Bagi masyarakat Bantul, khususnya daerah Wonokromo dan sekitarnya, tentu sudah akrab dengan KH Muhammad Abdul Muhith, atau lebih dikenal dengan sapaan Mbah Uhith.

Mbah Uhith Ya adalah ulama ahli fikih sekaligus pengasuh Pondok Pesantren Al-Fitroh, Jejeran, Pleret, Bantul, Yogyakarta.

Advertisements

Mbah Uhith lahir di Dusun Jejeran pada tahun 1936. Ayahnya bernama KH Nawawi, yang merupakan seorang ulama berpangaruh di wilayah Yogyakarta. Ayah Mbah Uhith ini juga pernah menjadi sekertaris pribadi Syekh Ihsan Jampes (Pengarang Kitab Sirajut Thalibin).

Semasa kecil, Mbah Uhith banyak belajar ilmu agama dengan ayahnya dan beberapa ulama di sekitar Wonokromo. Mbah Uhith juga pernah nyantri di pesantren Watucongol Magelang yang diasuh Mbah Kiai Dalhar Watucongol (seorang waliyullah).

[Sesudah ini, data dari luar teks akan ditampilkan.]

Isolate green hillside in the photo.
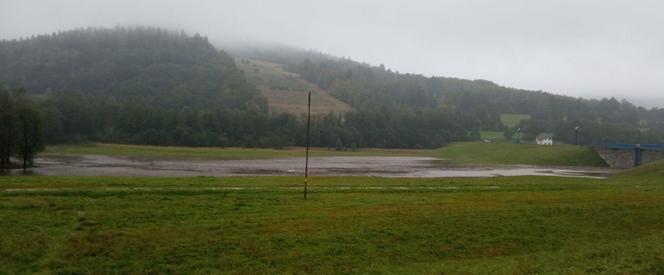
[235,58,351,114]
[500,114,530,128]
[436,142,606,166]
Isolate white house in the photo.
[535,133,553,145]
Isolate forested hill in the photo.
[0,28,265,109]
[0,27,664,148]
[230,45,664,144]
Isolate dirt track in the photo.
[26,156,614,177]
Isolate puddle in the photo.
[19,156,616,178]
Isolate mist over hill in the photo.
[0,27,664,148]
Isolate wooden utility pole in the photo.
[304,91,311,200]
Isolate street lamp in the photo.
[574,126,581,145]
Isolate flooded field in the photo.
[26,156,615,178]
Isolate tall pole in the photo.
[304,91,311,200]
[574,126,581,145]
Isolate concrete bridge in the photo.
[592,143,664,168]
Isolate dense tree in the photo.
[15,105,44,171]
[0,90,44,170]
[0,87,16,170]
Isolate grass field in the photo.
[0,163,664,274]
[235,59,351,114]
[500,114,530,128]
[42,143,432,159]
[480,131,505,141]
[42,142,606,166]
[436,142,606,166]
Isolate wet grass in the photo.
[0,163,664,274]
[436,142,606,166]
[42,143,432,159]
[500,114,530,128]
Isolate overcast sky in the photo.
[0,0,664,107]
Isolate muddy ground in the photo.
[20,156,615,178]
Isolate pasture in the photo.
[0,163,664,274]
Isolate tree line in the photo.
[228,43,664,144]
[0,87,44,170]
[5,27,664,154]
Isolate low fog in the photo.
[0,0,664,107]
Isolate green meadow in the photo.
[0,162,664,274]
[500,114,530,128]
[42,142,606,166]
[435,142,606,166]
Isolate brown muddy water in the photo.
[14,156,616,178]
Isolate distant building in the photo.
[535,133,553,145]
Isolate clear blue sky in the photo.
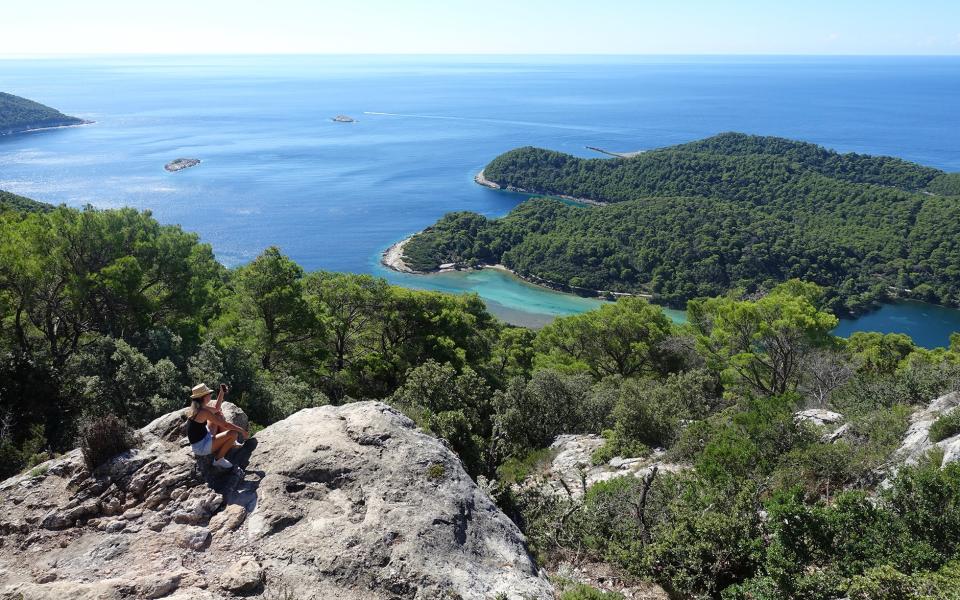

Selain belajar dengan ulama terkemuka, ternyata Mbah Uhith punya kebiasaan otodidak, lebih suka belajar sendiri. Hampir semua kitab yang ada di perpustakaan pribadi telah dibacanya.

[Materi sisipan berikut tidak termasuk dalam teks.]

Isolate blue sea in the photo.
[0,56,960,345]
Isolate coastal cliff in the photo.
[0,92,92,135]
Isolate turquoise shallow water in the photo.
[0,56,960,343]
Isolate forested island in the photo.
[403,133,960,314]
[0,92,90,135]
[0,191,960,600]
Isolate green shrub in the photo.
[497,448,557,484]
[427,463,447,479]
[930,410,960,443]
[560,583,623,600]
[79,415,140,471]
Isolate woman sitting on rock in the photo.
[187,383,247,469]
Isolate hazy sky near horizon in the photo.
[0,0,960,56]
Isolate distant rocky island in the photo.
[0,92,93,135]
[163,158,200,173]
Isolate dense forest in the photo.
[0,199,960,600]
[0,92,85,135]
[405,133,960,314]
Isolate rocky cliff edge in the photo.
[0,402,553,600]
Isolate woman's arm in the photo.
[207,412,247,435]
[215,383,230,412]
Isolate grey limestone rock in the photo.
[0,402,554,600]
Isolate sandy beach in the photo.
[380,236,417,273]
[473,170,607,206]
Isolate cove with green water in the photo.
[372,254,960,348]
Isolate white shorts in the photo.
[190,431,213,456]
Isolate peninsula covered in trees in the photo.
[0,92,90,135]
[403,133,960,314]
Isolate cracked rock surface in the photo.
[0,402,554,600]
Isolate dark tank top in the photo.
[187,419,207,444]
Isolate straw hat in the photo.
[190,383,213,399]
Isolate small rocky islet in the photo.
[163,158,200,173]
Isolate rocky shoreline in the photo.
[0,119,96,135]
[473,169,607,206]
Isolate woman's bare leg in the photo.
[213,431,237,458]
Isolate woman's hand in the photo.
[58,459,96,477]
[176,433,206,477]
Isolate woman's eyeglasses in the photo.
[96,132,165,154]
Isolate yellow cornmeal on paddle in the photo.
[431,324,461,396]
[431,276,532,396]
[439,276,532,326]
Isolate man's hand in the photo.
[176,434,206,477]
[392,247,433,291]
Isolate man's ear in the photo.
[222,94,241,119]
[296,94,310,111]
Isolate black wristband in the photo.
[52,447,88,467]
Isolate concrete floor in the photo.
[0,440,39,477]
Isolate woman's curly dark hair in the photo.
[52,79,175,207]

Mbah Uhith biasa melakukan muthola’ah (membaca kitab sendiri) dengan begitu tekun, dan ini merupakan keunggulan pribadinya. Bahkan, kebiasaan muthola’ah ini sulit ditandingi oleh orang lain sekalipun oleh putra-putrinha.

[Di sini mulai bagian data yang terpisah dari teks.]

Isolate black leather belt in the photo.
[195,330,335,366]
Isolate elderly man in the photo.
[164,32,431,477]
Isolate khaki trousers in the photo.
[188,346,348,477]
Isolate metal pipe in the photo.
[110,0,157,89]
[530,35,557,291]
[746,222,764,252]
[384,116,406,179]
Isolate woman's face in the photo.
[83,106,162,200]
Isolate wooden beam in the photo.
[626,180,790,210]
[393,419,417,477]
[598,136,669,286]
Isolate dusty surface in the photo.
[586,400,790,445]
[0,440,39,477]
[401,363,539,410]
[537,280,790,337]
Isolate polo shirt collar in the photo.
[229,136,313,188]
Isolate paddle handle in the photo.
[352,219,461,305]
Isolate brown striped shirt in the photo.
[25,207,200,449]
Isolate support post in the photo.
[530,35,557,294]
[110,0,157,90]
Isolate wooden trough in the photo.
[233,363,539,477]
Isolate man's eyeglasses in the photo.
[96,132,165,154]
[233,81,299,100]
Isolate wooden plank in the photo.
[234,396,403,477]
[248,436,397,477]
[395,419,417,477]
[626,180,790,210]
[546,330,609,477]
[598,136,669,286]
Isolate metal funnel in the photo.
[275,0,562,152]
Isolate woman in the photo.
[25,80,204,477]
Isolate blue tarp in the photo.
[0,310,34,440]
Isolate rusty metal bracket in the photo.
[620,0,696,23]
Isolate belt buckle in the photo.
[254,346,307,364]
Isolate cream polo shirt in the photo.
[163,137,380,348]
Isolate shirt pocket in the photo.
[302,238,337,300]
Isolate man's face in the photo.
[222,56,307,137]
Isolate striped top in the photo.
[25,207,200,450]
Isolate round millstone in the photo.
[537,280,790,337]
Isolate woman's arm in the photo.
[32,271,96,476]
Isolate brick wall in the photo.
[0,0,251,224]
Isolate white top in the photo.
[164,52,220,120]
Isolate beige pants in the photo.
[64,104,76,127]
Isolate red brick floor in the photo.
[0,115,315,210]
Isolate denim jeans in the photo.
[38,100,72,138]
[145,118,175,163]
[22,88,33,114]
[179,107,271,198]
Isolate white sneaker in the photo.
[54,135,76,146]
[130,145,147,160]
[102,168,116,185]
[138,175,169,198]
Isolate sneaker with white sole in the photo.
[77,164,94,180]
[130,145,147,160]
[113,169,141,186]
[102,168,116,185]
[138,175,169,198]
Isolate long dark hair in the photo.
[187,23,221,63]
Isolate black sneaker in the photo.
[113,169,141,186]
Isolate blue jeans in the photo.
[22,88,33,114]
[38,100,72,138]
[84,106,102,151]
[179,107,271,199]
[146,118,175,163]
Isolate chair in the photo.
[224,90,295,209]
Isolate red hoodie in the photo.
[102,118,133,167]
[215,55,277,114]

Hasil bacaan Mbah Uhith itu biasanya disampaikan pada saat kajian kitab kuning, baik di dalam pesantren maupun di luar pesantren. Dapat dikatakan bahwa Mbah Uhith ini seorang pembaca kitab kuning sepanjang hayat.

Selain rajin membaca kitab, Mbah Uhith juha produktif menulis kitab. Salah satu dari karya tulisnya yang berkenal berjudul Hiyadl ar-Rabihin fi Ma’rifati Ma’aniy Riyadl ash-Shalihin ( Hisapan menguntungkan dalam mengetahui aneka makna dalam kitab Riyad Ash-Shalihin).

Kitab ini merupakan terjemahan deskriptif dari kitab Riyadl ash-Shalihin karya al-Imam Abi Zakaria Yahya bin Syaraf an-Nawawi (631-676 H). Adapun, jenis penulisan kitab ini menggunakan aksara Arab pegon berbahasa Jawa.

Alasanya, Mbah Uhith merasa jika selama ini kitab-kitab kuning hanya mampu dipahami oleh kalangan santri, sementara orang awam yang ikut ngaji dengannya tidak paham. Maka Mbah Uhith berinisiatif untuk menulis kitab dalam aksara Arab pegon ( berbahasa Jawa) agar mudah dipahami oleh semua kalangan.